Zander makes the point that agents often add riders to increase their compensation. Although this is possible, it’s simply hasn’t crossed our minds. Some riders can make a lot of sense, but most of them do not. As an example, if you don’t have a good disability insurance policy, then Waiver of Premium (for disability) could be a worthwhile rider to consider.
A child(ren) life insurance rider can makes sense if you have several children. For an additional $5 or $6 per month, some people like to insure all their kids and know that their children could convert the policies as an adult, without evidence of insurability. The typical face amount is $10,000 but higher amounts are often available.
There are other riders such as accidental death or chronic/critical illness that vary with each carrier and can sometimes be cost effective, depending on your situation. Most people don’t purchase riders, but it is important to evaluate your options and make an informed decision.
Mistake #5 Failing to Occasionally Review Your Life Insurance Policy
Well, we’re scratching our heads at this one. We are not sure how this mistake could be considered one of the “five mistakes people make when buying term life insurance“. Looks like the author of the article was just trying to find something for #5.
We agree – it is very important to review your life and disability insurance policies every 3 to 5 years. Life circumstances change. Positive health or lifestyle changes can cause your rates to decrease. So, yes, this is important AFTER you purchase your life policy.
Critique of Dave Ramsey and Zander Life Insurance Article – Conclusion
We might put together our own list of top 5 mistakes. If we do, we would certainly include the following point.
Not shopping with an experienced agent who has at least 10 years experience and works with a minimum of 30 carriers. This can make a huge difference in the premium you pay!
If you work with a mega agency, you will typically choose from just 10 to 12 carriers and limit your options.
Another point we would also include as a “top 5” mistake is as follows:
Settling for an unfavorable offer from the life insurance company.
Too many people apply for the Preferred or Preferred Best rate classification only to find out they don’t quite qualify.

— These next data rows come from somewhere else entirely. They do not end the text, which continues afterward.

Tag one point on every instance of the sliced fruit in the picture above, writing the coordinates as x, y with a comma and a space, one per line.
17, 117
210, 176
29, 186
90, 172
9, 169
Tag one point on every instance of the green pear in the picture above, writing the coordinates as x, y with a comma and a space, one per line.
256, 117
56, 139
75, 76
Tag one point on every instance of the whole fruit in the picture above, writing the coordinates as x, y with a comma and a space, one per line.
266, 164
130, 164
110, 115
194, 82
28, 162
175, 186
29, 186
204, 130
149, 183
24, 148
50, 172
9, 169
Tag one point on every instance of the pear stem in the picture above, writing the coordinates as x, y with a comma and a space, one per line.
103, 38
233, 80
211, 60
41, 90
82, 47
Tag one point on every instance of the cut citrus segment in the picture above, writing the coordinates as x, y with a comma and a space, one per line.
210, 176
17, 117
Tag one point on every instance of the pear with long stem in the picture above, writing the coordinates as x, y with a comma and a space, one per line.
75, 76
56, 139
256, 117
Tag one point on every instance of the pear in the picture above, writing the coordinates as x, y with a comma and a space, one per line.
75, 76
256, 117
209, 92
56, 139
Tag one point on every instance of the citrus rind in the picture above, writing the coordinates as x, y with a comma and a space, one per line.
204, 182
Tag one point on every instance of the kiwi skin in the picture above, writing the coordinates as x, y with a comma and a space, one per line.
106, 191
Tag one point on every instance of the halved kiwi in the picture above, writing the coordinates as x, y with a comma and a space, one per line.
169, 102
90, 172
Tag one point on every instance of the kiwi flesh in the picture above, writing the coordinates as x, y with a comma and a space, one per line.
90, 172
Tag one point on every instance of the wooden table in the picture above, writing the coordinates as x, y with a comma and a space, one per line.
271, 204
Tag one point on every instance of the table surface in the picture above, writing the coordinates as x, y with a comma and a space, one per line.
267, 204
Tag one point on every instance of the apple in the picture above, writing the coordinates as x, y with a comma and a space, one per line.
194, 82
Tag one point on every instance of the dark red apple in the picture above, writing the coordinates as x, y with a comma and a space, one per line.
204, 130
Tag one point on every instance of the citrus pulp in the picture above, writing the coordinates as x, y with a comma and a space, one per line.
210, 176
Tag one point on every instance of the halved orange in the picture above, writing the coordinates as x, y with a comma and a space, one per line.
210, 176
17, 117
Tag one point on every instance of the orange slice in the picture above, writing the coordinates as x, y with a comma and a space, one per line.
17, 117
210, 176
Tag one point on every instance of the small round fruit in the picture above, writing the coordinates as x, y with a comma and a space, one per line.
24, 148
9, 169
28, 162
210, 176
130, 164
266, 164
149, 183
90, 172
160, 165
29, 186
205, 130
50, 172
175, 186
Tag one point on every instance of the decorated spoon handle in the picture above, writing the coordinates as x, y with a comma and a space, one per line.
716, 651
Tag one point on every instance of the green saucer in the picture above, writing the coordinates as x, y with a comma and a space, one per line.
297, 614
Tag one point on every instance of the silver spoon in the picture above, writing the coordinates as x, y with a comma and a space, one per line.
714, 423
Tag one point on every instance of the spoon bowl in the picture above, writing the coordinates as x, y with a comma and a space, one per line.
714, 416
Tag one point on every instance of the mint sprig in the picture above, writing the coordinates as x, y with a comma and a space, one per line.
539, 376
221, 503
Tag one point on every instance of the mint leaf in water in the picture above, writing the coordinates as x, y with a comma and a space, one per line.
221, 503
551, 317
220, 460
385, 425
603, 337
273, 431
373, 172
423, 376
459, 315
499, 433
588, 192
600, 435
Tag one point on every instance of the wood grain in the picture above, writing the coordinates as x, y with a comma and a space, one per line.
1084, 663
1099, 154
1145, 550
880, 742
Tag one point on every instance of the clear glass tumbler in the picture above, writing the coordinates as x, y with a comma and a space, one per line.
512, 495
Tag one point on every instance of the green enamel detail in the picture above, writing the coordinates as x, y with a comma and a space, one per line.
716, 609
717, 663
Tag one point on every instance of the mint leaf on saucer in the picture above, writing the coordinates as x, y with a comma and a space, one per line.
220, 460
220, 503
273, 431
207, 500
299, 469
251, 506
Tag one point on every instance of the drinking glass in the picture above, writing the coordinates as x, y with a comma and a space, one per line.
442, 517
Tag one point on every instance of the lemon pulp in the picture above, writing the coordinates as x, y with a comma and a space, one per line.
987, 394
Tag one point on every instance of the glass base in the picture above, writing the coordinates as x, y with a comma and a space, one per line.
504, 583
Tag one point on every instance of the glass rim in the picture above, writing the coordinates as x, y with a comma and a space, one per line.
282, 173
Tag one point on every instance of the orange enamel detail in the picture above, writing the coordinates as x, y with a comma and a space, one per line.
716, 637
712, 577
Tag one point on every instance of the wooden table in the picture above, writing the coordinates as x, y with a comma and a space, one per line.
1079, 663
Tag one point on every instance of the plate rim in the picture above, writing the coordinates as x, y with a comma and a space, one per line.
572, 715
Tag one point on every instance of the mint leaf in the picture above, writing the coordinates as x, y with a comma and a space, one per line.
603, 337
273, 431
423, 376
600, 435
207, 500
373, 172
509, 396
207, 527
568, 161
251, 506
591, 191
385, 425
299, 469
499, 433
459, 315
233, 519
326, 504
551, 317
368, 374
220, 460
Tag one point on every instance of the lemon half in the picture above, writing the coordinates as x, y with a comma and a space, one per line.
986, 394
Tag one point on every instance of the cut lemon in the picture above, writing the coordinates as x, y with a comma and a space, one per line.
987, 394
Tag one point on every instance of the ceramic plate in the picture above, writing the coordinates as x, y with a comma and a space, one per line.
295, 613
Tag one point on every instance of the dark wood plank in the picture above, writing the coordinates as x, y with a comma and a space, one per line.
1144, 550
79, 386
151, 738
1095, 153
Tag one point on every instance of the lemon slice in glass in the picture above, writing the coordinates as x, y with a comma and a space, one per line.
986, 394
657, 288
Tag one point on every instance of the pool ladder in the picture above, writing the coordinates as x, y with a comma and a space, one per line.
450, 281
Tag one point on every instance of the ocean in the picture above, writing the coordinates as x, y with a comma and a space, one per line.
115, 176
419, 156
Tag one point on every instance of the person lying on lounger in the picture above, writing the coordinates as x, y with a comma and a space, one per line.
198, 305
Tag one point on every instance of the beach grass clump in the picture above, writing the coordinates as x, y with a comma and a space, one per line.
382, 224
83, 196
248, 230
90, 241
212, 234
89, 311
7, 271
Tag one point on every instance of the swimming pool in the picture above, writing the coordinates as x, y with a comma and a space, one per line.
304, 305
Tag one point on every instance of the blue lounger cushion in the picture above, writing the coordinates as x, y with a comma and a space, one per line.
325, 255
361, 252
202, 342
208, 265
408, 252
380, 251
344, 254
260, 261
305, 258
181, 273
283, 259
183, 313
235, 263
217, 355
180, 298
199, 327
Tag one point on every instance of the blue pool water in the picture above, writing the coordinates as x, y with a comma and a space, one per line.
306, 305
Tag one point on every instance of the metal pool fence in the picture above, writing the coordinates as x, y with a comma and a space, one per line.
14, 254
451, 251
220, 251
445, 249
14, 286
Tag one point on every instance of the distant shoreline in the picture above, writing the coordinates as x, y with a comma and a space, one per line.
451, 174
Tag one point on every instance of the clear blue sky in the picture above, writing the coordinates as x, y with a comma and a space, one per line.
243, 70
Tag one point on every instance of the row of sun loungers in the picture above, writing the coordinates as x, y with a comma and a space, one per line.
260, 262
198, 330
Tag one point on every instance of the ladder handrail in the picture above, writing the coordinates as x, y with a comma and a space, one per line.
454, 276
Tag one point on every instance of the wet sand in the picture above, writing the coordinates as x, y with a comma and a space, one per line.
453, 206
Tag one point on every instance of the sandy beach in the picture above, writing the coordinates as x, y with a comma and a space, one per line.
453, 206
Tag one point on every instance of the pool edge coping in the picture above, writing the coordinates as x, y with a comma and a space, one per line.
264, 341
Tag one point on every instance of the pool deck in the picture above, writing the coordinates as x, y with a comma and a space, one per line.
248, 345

The agent or agency takes the easy route and says, “Sorry, this is the best we can do.” Find out why you didn’t qualify for the expected rate and ask for a reconsideration. Also ask if other carriers will offer a better rate. A good agent will advocate for you and work towards finding you the lowest rate possible.
Overall, we think the first 3 mistakes listed in the Zander Insurance article our excellent. However, we would replace the final two points with the ones above.